Research Projects

ent-kaurane diterpenoids are known to show interesting biological activities and based on its structural features, ent-kaurane diterpenoids were classified into different sub-classes: the C-20 non-oxygenated ent-kauranoids, the C-20 oxygenated ent-kauranoids, the seco-ent-kauranoids, nor- or rearranged ent-kauranoids, and grayananes. A general synthetic strategy for synthesizing structurally diverse and biologically active ent-kaurane diterpenoids by functionalizing easily accessible enantiomerically enriched Wieland-Miescher ketone derivative has been proposed. ent-Kauranoids exhibit numerous frameworks and oxidation patterns, as well as a variety of bioactivities, and so these molecules have naturally attracted wide attention from synthetic chemists and few total syntheses were disclosed over the past decade. It was contemplated that ent-kaurene skeleton could be easily accessible using Wieland-Miescher ketone derivative as a starting material. The Weiland-Miescher ketone contains the AB-ring structure of steroids and is for this reason an attractive starting material for the steroid skeleton.
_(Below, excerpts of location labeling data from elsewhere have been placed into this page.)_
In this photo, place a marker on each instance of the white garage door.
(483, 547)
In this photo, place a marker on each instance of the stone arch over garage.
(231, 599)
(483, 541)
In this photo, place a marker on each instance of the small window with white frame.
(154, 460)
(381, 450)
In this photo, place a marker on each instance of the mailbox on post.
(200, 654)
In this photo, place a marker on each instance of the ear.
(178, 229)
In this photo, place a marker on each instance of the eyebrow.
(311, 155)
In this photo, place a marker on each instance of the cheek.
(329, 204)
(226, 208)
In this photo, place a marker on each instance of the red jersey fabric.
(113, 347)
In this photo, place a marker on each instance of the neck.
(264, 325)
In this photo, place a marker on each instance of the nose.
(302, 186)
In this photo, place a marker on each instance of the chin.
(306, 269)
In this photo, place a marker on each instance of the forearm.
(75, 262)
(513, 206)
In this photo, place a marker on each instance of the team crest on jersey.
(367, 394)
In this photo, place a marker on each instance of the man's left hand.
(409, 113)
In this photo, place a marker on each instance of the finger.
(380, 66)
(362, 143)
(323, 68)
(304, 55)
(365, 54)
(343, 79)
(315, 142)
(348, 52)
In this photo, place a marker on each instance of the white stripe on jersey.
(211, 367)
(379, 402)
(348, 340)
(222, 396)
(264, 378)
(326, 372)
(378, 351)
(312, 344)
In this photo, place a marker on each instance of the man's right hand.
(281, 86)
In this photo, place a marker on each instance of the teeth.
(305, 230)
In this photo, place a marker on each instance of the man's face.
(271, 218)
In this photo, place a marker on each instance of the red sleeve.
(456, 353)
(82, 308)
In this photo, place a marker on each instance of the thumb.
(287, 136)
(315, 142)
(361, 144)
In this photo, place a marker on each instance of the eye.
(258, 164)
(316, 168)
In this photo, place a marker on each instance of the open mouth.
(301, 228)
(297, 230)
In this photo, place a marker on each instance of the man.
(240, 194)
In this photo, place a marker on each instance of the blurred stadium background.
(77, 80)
We have also designed the synthetic strategy for the construction of biologically active diterpenoids containing intriguing architectures such as euphoranginol C, and euphoranginone D. By implementing the same strategy, the other ent-Kaurane diterpenoids, liangshanin G, ent-11β and ent-11α-hydroxy-16-kaurene, and platensimycin can be easily synthesised. The novel synthetic route for the synthesis of ent-Kaurane D has been designed using Pd-mediated 5-exo oxidative cyclization, chemoselective reduction followed by Barton-McCombie de-oxygenation, deketalization, and intramolecular aldol condensation.